We chose the Guinea Hog for many reasons. First, they are a rare, heritage breed with a very small number of individuals remaining in the country. They are a breed that originated here in the US and were at one time a very popular homestead pig. Like many heritage breeds, they fell out of favor with the advent of factory farming. They are a lard breed, which is also rare, but desirable to a sustainable farmer because the lard is useful for so many things in the kitchen and on the homestead. They are much smaller than a factory hog, with adults reaching 250-350 pounds. They also have much smaller litters, which is great for us because we have limited freezer capabilities being off the grid so fewer, smaller hogs to butcher means we freeze less meat at a time. They are known for their gentle disposition, easy farrowing, and tasty meat. Best of all they are excellent on pasture. They will graze the grass and don't root as much as other breeds, especially if they are rotated from one spot to another regularly. Still, they can be used to till up a garden if you leave them on it.

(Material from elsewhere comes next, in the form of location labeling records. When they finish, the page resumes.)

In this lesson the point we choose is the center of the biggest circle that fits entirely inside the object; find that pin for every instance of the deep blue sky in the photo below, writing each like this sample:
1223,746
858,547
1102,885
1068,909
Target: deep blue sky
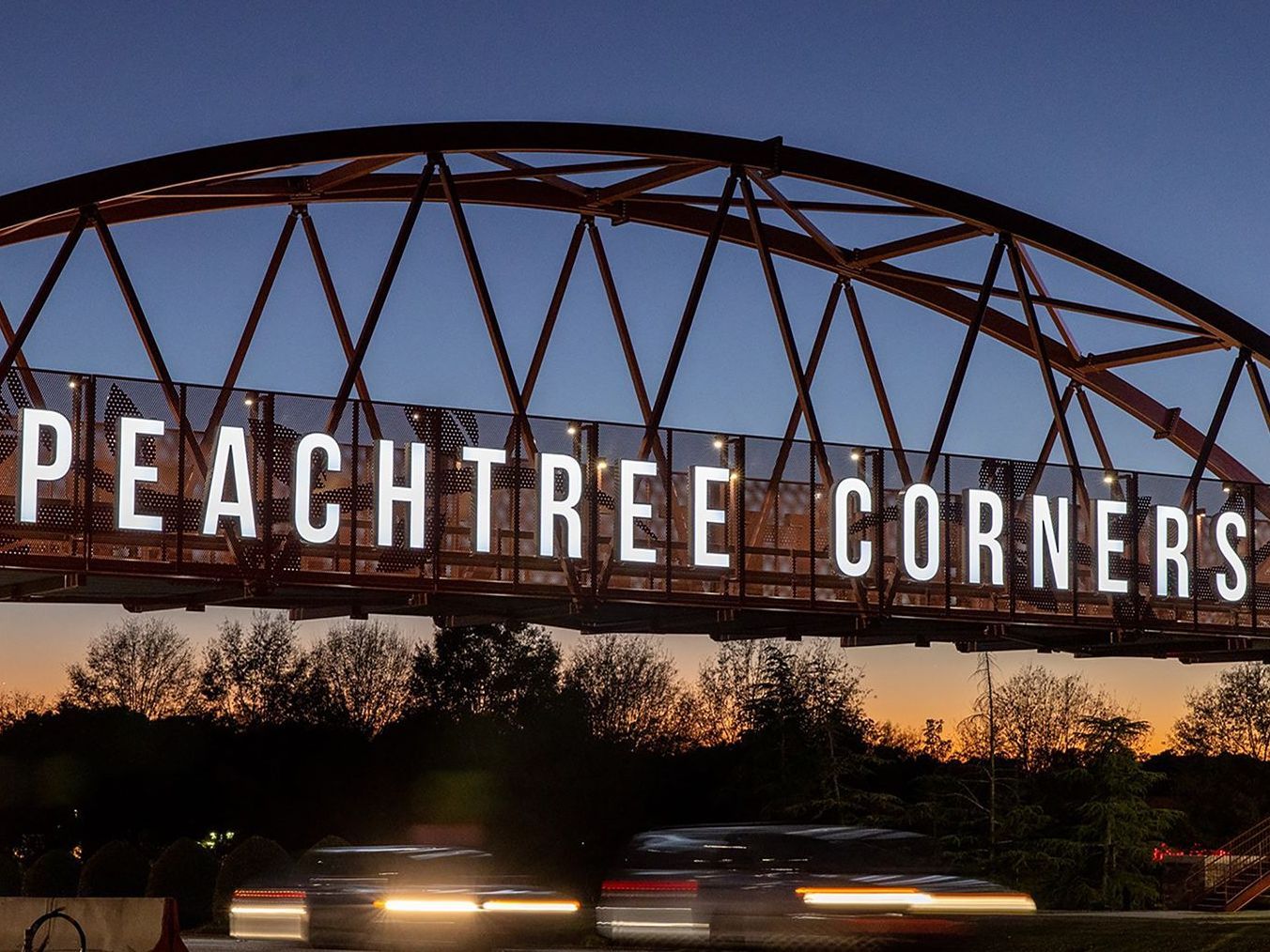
1140,126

We have two females (gilts) to start with because a local friend already has a Guinea Hog boar we can use to breed them. Later we might get our own boar from a different genetic line.

Here they are just minutes out of the crate in a portable pen that we set up for them in our winter wheat paddock. They were chewing on grass before they even came all the way out of their crate!


anna said...

Piglets! I'm a vegetarian myself, but I find your approach to raising your own livestock very admirable. I hope they settle in well!

Danielle said...

OMG, they're so small! They're sooo cute. Are you guys loving them?

Jenny said...

They're pretty fun, although one of them has become quite nippy. She'd like to take my whole hand off when I'm giving her a treat. Yesterday I started working on training them a bit.

They are hilarious when we walk by the pen--throwing themselves against the side and squealing as if they are dying of starvation(they're not). They make the sheep seem downright polite!